Perhaps it was me, a combination of being forced to stay upright for too long and having sore ears, but I wasn’t the only one heading for the door prematurely, and after the highs of Fazerdaze, it meant the night ended somewhat earlier than was initially planned.

Yet, with all that said and done, it was good to get out again, and great to hang out with friends at a gig for the first time (of any note) in 2017. And of course, it gave me something solid to blog about, a brief window of inspiration, and a reminder that for all that I’ve been a little out of the loop over the past few weeks, I actually love doing this stuff …

Sunday, February 12, 2017

Album Review: One Waka - Dub Sea Voyages (2016)

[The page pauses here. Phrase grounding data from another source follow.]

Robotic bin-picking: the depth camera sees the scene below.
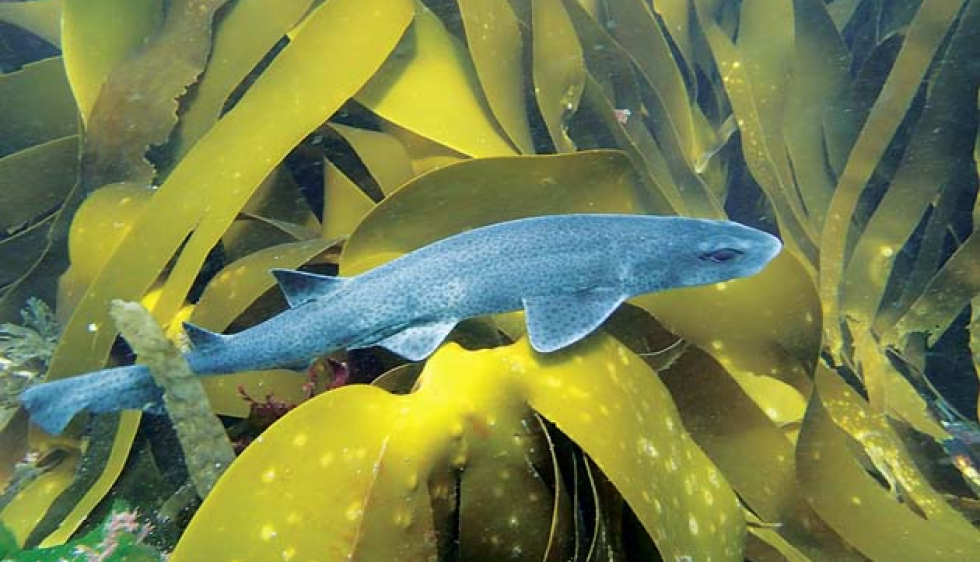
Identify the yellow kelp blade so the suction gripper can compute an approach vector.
[171,336,745,562]
[842,2,980,328]
[79,0,234,192]
[330,123,414,195]
[520,335,745,561]
[340,150,645,275]
[61,0,164,123]
[321,158,374,238]
[796,370,980,562]
[820,0,965,360]
[0,57,78,156]
[531,0,585,152]
[355,2,516,156]
[459,0,534,154]
[0,0,64,47]
[661,349,860,562]
[174,0,313,160]
[26,0,413,540]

One of the biggest challenges facing any ambitious reggae/dub collective in this small corner of the globe is the lazy tendency to tar the music with the dreaded (no pun) “BBQ reggae” brush. It has become almost something of a default critics’ starting point, and newcomers especially are tasked to come up with something rather special if they wish to be taken seriously. Christchurch-based seven-piece One Waka just about manage to achieve that on this follow-up to their 2012 debut South Bay Sessions. Dub Sea Voyages seeks to celebrate all things whanau, all things local, and for the most part One Waka’s music avoids the critical traps. There’s a strong focus on identity and place throughout, and each of these songs has its own special variation on less generic reggae forms, thanks in large part to the use of te reo Maori, moteatea (chants), traditional instruments like the koauau (flute), plus a wider sense that having fun is paramount over everything else when it comes to making music. (“We’re living like kings in the Golden Bay.”) The rootsy instrumental ‘JD’ and the Exodus-referencing ‘Te Tapuae o Uenuku’ are genuine stand-outs on a 12-track album largely without filler. Occasionally they do come across as being too earnest, particularly with some of the lyrics (eg. the cliché “simmer down, no need to fuss and fight” on ‘Rockers’), and a few tunes would benefit from being shortened a little – a couple catch a second wind which really doesn’t carry them anywhere. But those complaints are minor.

This review was originally published in the December 2016/January 2017 issue of NZ Musician magazine.

Saturday, January 21, 2017

Album Review: Tommy Nee - Colorblind (2016)

Niuean-born and NZ-raised, Tommy Nee is a recent graduate of Auckland University’s school of music, and Colorblind is his highly polished debut EP. Putting aside any deliberate irony – or otherwise – in the use of the American spelling in the title, the five-track release appeals first and foremost for its borderless qualities, and the wider inclusiveness of the soulful saccharine pop music contained within. Nee has a lovely voice, full of subtle emotional nuance, soft in places, and rich, full and honey-drenched when called upon to hit some of the higher notes. The R’nB-geared music underpinning that vocal is flawlessly played and produced, but it’s the arrangement, and his ability to craft a distinctly Pasifika-flavoured set of sun-soaked tunes that serves him best here. As hinted at in the title, his lyrics don’t shy away from important issues, those of race and identity being most prominent. But mostly the message is delivered amid lovingly disguised hooks, which makes it even more compelling. The highlight of these five tracks is the gentle acoustic centrepiece 'Feel', which is anything but politically motivated. It showcases Nee as being equally at home when lamenting on matters of the heart. This is a more than promising start for an artist we’ll surely hear a lot more from in years to come.